For all this, Putin had support from much of a Russian public grateful that its country, battered by the economic troubles of the Yeltsin era, was becoming a great power once again. But that may be changing. A recent survey by Levada, the Russian pollster, found that Putin’s approval ratings had slipped considerably. They were still at a formidable 67 percent in July (a figure any democratically elected Western leader would happily take), but that number was significantly lower than his 79 percent approval rating in May and 82 percent in April. (Levada’s polling is considered to be among the best in a country where it is difficult to measure public opinion.) Trust in Putin similarly declined during the period. The number of Russians who said they thought their country was headed in the wrong direction also rose from 26 percent in April to 40 percent in July.

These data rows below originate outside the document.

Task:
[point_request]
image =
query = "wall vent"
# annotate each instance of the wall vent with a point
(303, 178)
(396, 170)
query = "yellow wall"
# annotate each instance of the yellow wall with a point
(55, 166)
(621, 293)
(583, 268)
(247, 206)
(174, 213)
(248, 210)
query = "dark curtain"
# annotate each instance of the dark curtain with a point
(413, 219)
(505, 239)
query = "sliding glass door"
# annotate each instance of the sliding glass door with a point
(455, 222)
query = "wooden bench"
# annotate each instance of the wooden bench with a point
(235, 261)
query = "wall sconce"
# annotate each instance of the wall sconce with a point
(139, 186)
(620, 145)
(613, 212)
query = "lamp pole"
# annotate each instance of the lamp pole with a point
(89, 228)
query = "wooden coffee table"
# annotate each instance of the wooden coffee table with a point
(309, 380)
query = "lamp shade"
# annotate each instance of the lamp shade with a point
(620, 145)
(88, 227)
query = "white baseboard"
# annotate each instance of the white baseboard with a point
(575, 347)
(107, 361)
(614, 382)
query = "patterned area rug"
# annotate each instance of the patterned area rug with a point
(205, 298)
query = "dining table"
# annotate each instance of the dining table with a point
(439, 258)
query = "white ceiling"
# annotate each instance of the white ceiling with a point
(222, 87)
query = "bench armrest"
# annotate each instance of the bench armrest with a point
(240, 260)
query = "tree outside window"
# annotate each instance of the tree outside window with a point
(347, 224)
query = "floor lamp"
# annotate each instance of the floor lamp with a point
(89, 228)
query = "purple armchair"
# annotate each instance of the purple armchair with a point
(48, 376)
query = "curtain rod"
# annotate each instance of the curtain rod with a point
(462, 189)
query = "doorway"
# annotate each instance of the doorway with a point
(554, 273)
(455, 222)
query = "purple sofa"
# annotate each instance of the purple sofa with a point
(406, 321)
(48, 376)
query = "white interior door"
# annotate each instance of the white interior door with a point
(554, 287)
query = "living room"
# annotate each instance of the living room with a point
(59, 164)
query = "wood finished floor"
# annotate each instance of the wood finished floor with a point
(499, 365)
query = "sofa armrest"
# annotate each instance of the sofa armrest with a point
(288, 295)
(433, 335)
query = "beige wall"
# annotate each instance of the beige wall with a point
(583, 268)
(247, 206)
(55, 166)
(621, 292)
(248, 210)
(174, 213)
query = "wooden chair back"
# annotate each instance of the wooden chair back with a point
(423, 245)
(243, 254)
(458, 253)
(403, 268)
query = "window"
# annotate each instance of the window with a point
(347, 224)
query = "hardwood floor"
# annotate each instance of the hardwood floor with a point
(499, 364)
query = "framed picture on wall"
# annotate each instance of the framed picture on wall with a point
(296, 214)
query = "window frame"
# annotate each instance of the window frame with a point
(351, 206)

“We see that the population is getting a little bit tired of helping everyone else,” Volkov, the sociologist, told me. “Especially because the economy is not very good, especially because the pension reform is announced, which will raise the pension age and … in the view of the poll, people are saying, ‘Let’s stop helping everyone else. Let’s help ourselves.’”

On previous occasions when Putin’s approval rating fell, Russia became engaged in new foreign interventions. In 2014, for instance, Putin’s approval rating hovered around 60 percent. But after the annexation of Crimea in March of that year, it spiked to 80 percent. Putin similar saw a spike in approval after the Syria intervention.

“But right now, I think, the situation is different,” Polyakova said. “Putin is being received in European capitals … President Trump wants to meet with him—these should be things that are propping Putin up, but they are not.”

Part of the reason for this is the government’s plan, announced at the start of the soccer World Cup in Russia, to increase the retirement age from 60 to 65 for men and from 55 to 60 for women. The government was surprised by protests against the proposal. Andrei Kolesnikov, a senior fellow at the Carnegie Moscow Center, wrote in Foreign Affairs that the government underestimated the opposition to these changes across demographic groups.

“The reason for the public outrage is that the proposal is a breach of Russia’s unwritten social contract, in which the government preserves so-called stability, maintains modest social benefits, and promotes feelings of national pride in exchange for the public’s political support and indifference to the rife corruption at the top of the political pyramid,” Kolesnikov wrote. “Because the state has for many years nurtured dependent attitudes among the Russian public, it is not surprising that most consider it the state’s duty to maintain the social welfare system as is.”

Even if current Russian dissatisfaction with the Kremlin prompts Putin to rethink his foreign policy, disengaging from overseas military adventures isn’t quite as easy as engaging in them in the first place. Putin knows this, having seen, first, Soviet troops remain in Afghanistan for a decade until their withdrawal in 1989, and, second, the U.S.-led occupation there enter its 18th year. But the Russian president must also cope with the burden of a history in which Russia has swung from retrenchment from its global role to territorial expansion. Polyakova told me that Russia’s seeming foreign-policy resurgence isn’t “new at all.”

“In fact, if you look at Russian imperial history or Soviet history, there has been a cycle of belligerence that has defined Russian foreign policy … You have territorial expansion, then there’s a conflict, something like World War I or the collapse of the Soviet Union, and then you have contraction. And following that contraction, there’s a soul-searching about how to regain that influence again,” she said. “So what we’re seeing Putin carry out now, I think, is very much in line with centuries of Russian foreign-policy objectives.”